Certaines personnes peuvent choisir entre Coca-Cola et Pepsi au blind tests de goût. Seuls quelques-uns peuvent expliquer ce qui sépare bourbon whisky. Et il faut souvent un parent de savoir quel jumeaux est qui.

Mais personne ne — absolument personne — peut faire la différence entre le sucre qui provient de cultures génétiquement Modifiées et qui ne marche pas.

Vous pouvez regarder le sucre avec vos yeux. Vous pouvez y goûter avec la bouche. Vous pouvez même avoir des experts scientifiques étudient au niveau moléculaire en utilisant l’analyse de gaz-spectromètre ultra-puissant.

Et encore, personne ne peut faire la différence.

Alors pourquoi quelqu'un voudrait le U.S. Ministère de l’Agriculture pour essayer?

Quelques activistes anti-biotechnologies exigent que l’USDA faire la tentative futile, dans le cadre d’une nouvelle loi fédérale de divulgation OGM. Au cours des prochains mois, régulateurs proposera une série de règles précises — et parmi les premiers, ils devront examiner implique des produits raffinés.

« Tâche plus grande de l’USDA en écrivant la règle peut être décider si des produits hautement raffinés comme le sucre de betterave, huile de soja, et le sirop de maïs riche en fructose devront être étiquetés parce qu’ils sont issus de plantes génétiquement modifiées,« a écrit Agri-Pulse, un bulletin hebdomadaire.

Cela peut être une tâche énorme, mais il a une réponse simple: Mettre les étiquettes OGM sur des produits hautement raffinés est inutile.

En juillet, Le président Obama a signé le coffre-fort et l’exacte Food Labeling Act, passé quelques semaines plus tôt à une majorité bipartisane au Congrès. Il a anéanti la menace des États créant un patchwork confus de règlements coûteux et contradictoires pour l’étiquetage des aliments contenant des ingrédients OGM. En retour, la loi prescrit les normes nationales — et maintenant il appartient aux fonctionnaires USDA de proposer ce que cela signifiera en pratique.

Logique suggère qu’un aliment doit porter une étiquette d’OGM uniquement lorsqu’un élément de celui-ci peut faire remonter à une source d’OGM.

Avec des produits hautement raffinés, Cependant, C’est impossible — et sucre offre un excellent exemple de pourquoi.

Je cultive des betteraves à sucre tout 7,000 acres en Idaho, et appartiennent également à une coopérative qui fournit tout 10 pour cent de sucre de l’Amérique.

Nous préférons à cultiver la betterave OGM car ils ont un sens économique et environnemental, aide les agriculteurs comme moi à la lutte contre les mauvaises herbes et préserver les ressources naturelles que nous produisons plus de nourriture sur moins de terres que jamais.

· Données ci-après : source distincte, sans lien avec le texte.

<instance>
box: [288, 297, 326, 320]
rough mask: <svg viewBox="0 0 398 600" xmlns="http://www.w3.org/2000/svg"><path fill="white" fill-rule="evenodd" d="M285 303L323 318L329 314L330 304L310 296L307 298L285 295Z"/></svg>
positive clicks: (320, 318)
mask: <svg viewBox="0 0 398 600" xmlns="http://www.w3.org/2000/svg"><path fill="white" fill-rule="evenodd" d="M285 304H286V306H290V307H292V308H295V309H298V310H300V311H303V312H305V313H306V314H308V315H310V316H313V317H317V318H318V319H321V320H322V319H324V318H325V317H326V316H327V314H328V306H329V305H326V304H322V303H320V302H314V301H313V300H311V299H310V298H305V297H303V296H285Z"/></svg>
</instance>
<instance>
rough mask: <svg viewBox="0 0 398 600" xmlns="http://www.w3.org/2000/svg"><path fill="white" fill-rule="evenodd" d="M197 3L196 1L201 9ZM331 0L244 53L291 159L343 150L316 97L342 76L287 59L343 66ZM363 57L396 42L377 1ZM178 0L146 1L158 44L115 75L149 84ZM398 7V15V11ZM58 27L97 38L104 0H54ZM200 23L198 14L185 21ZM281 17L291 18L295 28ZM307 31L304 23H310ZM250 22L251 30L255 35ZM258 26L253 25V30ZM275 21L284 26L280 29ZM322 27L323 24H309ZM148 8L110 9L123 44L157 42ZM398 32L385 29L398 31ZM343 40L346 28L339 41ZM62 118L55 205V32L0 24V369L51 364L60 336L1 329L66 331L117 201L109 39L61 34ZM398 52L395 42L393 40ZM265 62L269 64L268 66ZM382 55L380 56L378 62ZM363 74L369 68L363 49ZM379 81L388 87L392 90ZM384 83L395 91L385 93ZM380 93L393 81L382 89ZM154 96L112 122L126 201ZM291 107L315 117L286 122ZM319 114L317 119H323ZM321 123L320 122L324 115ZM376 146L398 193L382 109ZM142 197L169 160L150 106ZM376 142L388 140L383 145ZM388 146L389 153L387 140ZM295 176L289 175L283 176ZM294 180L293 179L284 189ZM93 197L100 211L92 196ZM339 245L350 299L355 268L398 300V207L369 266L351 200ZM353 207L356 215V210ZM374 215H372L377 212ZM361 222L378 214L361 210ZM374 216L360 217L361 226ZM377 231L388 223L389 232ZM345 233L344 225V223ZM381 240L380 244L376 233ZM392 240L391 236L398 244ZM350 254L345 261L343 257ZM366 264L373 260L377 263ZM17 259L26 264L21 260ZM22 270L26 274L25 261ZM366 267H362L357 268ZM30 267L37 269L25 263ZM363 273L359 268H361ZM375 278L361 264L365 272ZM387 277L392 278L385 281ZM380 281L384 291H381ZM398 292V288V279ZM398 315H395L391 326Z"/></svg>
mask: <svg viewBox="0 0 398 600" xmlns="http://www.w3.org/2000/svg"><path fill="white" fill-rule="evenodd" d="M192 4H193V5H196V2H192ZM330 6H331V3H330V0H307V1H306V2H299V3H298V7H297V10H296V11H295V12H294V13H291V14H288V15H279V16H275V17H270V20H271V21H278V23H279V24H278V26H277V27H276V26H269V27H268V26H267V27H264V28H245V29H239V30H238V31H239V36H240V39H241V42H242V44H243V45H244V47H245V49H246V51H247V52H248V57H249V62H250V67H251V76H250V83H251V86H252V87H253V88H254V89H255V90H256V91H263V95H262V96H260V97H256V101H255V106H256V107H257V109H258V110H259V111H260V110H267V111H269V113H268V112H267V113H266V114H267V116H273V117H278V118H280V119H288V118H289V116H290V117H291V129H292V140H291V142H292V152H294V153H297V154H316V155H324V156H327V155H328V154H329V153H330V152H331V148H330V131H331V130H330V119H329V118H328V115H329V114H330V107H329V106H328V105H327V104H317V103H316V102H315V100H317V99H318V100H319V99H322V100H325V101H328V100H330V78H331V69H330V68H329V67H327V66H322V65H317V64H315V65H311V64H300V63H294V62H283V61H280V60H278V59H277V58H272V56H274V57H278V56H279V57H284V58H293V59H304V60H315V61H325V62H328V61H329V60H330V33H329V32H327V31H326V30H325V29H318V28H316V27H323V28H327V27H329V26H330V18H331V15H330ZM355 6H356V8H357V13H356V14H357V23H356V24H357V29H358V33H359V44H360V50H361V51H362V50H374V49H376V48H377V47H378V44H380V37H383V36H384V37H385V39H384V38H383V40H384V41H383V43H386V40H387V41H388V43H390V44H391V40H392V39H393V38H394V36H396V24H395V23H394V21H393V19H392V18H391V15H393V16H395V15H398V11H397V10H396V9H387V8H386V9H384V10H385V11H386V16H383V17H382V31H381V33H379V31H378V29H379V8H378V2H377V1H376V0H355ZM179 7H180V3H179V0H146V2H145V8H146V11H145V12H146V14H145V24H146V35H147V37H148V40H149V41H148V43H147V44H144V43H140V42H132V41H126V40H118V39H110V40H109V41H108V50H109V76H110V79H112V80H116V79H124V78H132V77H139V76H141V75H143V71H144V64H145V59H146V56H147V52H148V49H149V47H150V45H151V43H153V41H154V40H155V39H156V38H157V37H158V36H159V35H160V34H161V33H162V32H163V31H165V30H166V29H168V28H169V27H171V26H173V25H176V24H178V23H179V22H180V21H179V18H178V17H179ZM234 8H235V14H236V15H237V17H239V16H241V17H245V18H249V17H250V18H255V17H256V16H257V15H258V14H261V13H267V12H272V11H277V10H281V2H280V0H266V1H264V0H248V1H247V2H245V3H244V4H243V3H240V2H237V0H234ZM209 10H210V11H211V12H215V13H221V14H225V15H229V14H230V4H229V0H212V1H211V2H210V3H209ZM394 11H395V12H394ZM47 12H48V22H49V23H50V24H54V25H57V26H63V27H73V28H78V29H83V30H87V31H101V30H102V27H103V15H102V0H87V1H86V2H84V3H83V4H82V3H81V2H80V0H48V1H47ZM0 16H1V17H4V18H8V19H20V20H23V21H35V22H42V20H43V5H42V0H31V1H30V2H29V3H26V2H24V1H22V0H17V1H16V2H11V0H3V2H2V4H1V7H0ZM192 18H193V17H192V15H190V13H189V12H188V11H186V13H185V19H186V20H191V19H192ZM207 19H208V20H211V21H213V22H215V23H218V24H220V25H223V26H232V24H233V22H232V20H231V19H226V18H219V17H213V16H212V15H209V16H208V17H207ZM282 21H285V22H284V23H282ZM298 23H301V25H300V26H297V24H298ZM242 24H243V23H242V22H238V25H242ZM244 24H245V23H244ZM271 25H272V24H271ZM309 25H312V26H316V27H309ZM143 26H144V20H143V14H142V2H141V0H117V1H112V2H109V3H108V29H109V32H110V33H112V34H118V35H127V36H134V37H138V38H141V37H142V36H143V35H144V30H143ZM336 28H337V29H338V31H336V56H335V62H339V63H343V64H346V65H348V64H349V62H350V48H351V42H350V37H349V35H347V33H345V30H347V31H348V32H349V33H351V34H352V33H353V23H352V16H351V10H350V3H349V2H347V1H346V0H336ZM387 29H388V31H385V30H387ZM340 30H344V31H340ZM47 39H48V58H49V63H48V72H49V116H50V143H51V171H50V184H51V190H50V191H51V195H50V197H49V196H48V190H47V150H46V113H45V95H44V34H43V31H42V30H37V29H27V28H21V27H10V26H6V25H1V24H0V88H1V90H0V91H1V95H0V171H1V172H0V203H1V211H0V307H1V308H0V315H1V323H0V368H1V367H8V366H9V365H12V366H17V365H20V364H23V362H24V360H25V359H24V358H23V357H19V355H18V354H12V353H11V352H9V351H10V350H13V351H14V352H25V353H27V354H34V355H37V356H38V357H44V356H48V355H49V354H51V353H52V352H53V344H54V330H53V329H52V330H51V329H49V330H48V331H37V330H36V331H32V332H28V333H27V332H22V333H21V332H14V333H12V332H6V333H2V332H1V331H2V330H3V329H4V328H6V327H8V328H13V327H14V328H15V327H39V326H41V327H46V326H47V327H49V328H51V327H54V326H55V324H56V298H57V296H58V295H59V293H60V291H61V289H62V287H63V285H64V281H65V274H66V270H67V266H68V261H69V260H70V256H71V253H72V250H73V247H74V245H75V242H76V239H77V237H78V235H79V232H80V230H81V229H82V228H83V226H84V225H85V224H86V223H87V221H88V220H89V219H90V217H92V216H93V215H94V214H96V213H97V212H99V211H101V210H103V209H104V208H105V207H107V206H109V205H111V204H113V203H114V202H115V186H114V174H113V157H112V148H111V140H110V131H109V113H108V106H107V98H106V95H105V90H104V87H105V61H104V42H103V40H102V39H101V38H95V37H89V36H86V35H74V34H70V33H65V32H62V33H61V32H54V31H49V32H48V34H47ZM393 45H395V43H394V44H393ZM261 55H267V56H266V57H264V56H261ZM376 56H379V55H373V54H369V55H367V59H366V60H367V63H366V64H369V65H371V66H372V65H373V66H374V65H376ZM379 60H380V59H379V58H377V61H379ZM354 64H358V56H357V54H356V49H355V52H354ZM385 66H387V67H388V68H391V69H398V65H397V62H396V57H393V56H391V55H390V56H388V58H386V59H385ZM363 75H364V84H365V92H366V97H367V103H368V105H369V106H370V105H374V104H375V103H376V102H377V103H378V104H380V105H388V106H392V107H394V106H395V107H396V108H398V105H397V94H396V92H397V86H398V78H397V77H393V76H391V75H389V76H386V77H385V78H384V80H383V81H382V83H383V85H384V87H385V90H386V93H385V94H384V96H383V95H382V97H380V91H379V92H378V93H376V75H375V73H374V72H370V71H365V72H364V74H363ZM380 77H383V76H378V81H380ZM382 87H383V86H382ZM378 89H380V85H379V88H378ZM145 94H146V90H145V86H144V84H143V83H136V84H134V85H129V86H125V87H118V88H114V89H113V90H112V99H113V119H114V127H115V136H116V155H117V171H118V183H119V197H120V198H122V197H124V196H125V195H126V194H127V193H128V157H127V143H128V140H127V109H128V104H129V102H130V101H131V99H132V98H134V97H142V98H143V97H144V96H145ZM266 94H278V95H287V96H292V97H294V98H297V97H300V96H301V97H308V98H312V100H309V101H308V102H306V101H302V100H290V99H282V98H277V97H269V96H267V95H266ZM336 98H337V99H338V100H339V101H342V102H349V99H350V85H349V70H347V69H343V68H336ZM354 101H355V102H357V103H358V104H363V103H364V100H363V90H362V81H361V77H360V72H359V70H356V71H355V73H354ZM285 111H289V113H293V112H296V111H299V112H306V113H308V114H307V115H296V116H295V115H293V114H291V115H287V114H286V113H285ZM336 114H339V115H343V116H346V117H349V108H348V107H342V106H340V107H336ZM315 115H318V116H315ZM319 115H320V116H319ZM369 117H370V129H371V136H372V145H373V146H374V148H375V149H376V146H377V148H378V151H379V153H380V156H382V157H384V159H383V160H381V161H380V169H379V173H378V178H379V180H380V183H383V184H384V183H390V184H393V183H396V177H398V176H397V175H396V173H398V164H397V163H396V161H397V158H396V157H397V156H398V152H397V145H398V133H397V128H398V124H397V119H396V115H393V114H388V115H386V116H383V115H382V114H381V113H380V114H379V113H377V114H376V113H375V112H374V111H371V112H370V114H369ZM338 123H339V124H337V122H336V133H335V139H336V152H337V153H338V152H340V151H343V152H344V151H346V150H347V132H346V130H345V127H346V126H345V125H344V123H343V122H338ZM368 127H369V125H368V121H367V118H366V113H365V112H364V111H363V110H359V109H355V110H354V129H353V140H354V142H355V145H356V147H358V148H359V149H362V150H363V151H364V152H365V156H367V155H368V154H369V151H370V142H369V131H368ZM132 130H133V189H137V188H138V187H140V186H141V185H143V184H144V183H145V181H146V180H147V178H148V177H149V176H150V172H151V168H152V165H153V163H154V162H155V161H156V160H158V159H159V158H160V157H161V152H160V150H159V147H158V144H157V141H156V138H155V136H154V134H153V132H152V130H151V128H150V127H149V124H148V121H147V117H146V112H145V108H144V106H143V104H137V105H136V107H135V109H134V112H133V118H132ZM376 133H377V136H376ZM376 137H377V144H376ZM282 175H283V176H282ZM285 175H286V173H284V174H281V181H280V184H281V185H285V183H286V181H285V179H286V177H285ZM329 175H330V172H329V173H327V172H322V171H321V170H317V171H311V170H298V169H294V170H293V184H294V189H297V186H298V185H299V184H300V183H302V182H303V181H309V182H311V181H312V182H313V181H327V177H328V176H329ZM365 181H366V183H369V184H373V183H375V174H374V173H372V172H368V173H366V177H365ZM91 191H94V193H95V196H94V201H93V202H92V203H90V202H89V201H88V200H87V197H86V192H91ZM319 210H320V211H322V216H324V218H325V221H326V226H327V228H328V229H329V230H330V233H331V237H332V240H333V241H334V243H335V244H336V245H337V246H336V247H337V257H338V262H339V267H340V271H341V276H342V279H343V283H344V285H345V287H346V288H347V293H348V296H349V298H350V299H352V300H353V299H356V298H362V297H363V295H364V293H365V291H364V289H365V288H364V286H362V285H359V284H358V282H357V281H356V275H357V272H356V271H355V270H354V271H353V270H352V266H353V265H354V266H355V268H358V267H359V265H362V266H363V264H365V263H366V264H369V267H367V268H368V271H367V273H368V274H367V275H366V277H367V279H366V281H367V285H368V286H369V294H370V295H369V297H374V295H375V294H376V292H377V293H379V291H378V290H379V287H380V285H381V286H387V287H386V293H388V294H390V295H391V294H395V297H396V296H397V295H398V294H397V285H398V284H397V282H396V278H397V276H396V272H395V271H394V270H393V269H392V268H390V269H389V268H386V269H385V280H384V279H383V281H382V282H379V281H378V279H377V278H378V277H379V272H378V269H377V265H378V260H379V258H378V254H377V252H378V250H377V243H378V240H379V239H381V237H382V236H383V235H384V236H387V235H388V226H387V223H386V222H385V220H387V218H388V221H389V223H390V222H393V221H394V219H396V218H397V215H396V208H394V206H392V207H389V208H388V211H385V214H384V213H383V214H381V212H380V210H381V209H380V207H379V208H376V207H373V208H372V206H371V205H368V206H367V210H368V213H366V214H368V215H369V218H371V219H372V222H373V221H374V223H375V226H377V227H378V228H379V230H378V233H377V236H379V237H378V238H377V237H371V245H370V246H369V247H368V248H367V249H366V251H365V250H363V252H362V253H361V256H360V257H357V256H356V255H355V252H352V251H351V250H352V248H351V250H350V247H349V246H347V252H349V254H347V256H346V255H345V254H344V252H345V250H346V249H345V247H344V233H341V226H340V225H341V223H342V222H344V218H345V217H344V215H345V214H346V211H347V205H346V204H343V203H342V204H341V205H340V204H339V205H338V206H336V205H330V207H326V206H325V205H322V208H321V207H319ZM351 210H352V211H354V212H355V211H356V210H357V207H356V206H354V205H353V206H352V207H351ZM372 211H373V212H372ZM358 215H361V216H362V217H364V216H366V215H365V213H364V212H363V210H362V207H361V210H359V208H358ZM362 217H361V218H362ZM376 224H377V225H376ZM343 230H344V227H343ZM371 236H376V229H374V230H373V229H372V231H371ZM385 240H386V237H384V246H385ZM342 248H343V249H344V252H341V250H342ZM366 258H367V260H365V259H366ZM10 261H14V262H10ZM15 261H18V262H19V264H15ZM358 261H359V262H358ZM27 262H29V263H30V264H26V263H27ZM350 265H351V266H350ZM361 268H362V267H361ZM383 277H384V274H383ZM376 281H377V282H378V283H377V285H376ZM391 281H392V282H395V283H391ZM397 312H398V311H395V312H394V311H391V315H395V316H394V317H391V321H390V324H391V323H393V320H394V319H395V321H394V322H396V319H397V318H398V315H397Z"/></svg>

Quand nous récoltons nos betteraves, nous tirer vers le haut de la racine conique qui contiennent une forte concentration de saccharose. Ensuite nous couper en bandes qui ressemblent à des frites Français. Puis nous faire bouillir ces morceaux, libérant le saccharose de la fibre. Enfin, nous faire évaporer l’eau et cristalliser le saccharose, produire le sucre blanc pur que vous achetez dans les magasins d’alimentation.

Au moment où ce processus intense de raffinement transforme nos cultures en granules de sucre, Il a effacé toute indication que la plante d’origine était le produit de la biotechnologie.

Même s’il n’a pas, il ne serait pas la quantité de matière: Aliments OGM sont sécuritaires et sains pour manger, selon tout le monde, qui a examiné l’affaire, de l’American Medical Association à l’Organisation mondiale de la santé.

Pourtant, rien ne distingue le sucre de betteraves OGM de sucre de betterave bio. Elles sont totalement identiques, tout le chemin jusqu’au niveau moléculaire.

Alors, pourquoi voudrions-nous au sucre étiquette comme OGM ou non OGM? Il ne fait aucun sens.

Il serait également un mensonge.

Nous l’étiquette des produits afin d’informer les consommateurs sur leur contenu. Gifler un label OGM sur un paquet de sucre, Cependant, révélerait rien sur la composition du sucre. Il permettrait d’identifier simplement un mode de production agricole.

Ce n’est pas une étiquette pour l’alimentation. C’est une étiquette pour une pratique de l’agriculture, qui n’est pas la même chose. Prétendre le contraire est soit un acte d’ignorance ou de la tromperie, et il est hors du cadre du Safe et précis Food Labeling Act, trop.

Comme régulateurs de développent les règles particulières qui régissent les détails de la nouvelle loi fédérale, ils peuvent rencontrer un certain nombre de questions épineuses sans réponses évidentes. L’étiquetage des produits hautement raffinés, Cependant, n’est pas l’un d’eux.

Il s’agit d’un cas évident d’une règle qui n’a pas besoin d’écrire.